‘Concerned Citizen’: A look at a Tel Aviv culture clash - review

Concerned Citizen mixes dark comedy and drama in its social commentary about a young gay couple living in a neighborhood in south Tel Aviv that is home to many migrants, both legal and illegal.

 A SCENE FROM ‘Concerned Citizen.’ (photo credit: GUY SHAHAF)
A SCENE FROM ‘Concerned Citizen.’
(photo credit: GUY SHAHAF)

Tel Aviv is sometimes referred to as “the bubble,” meaning that its residents live in a different reality from the rest of Israel, but in fact Tel Aviv, like all cities, is many different bubbles, and two of those collide in Idan Haguel’s intriguing movie Concerned Citizen, which opens throughout Israel on December 8, and which will be available in parts of Europe on HBO.

Concerned Citizen mixes dark comedy and drama in its social commentary about a young gay couple living in a neighborhood in south Tel Aviv that is home to many migrants, both legal and illegal.

Ben (Shlomi Bertonov) and Raz (Ariel Wolf) embody the kind of well-educated, liberal urban dwellers who are willing to put up with certain inconveniences to be able to afford their own apartment.

Well-educated liberal urban dwellers in South Tel Aviv

South Tel Aviv is full of streets where upscale boutiques, bars and performance spaces that cater to couples like Ben and Raz sit alongside crumbling tenements populated by foreign workers. This part of the city is in flux, and tensions are inevitable, as the workers, who have multiple jobs doing the city’s dirty work, know they will soon be priced out of the only part of town they can afford by their new neighbors.

Ben and Raz have fixed up their apartment, which is full of plants and light. Each morning, they awaken to the sound of relaxing music they have programmed to play as their robot vacuum starts cleaning. Theirs is a life that many would envy. They both have good jobs, and they are planning to have a baby with a surrogate.

 Concerned Citizen, by Israeli director Idan Haguel (credit: GUY SACHAF)
Concerned Citizen, by Israeli director Idan Haguel (credit: GUY SACHAF)
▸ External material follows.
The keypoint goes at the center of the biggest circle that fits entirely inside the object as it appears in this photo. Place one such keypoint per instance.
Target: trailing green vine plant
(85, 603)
They cheerfully coexist with their African neighbors most of the time, and when homeless people occasionally leave filth in the lobby, they are upbeat as they deal with it. Ben even plants a tree outside to beautify the neighborhood. But his concern over this tree leads to a conflict with some of his African neighbors, who don’t care about it. They ignore his warnings and lean on it, damaging it. Frustrated, one night when Ben sees them there, he calls the police, and when they arrive, they brutally beat a young migrant. Ben watches but does nothing to stop the beating.

His guilt over his inaction changes his life, gradually poisoning his relationship with Raz and dimming his enthusiasm for having a child.

It’s interesting how a single moment that brings something in the shadows to the forefront of someone’s consciousness can transform so much of his life.

While we may want to condemn Ben, the director puts us into his character’s mind so well that we can identify with him, knowing we might not act so differently if we were tested.

There’s also a subtext that is hard to deny – that it is extremely difficult for most Israeli young people to buy a place of their own, if they don’t have family money. Those with wealth can stay out of these borderline slum neighborhoods and avoid the issues raised by the film, but people like Ben and Raz can’t, like so many others.

Eventually, the tone shifts into something jokier, which is jarring, as the story lurches toward some kind of a happy ending.

In his director’s notes for the film, Haguel describes it as a “white guilt trip dark comedy,” but it doesn’t quite live up to the promise of that description. The beating is just too realistic to allow you to laugh much later. It’s as if the director, like his characters, didn’t quite know what to do with the problems inherent in the situation.

Israeli filmmakers are just beginning to look at the conflicts that gentrification is bringing to Tel Aviv. Tomer Shushan’s Oscar-nominated short film, White Eye, also looked at these issues, as did Noam Kaplan’s Manpower. Surely there will be others.

Concerned Citizen is a carefully told, well-acted slice of life, but it could have been much more than that.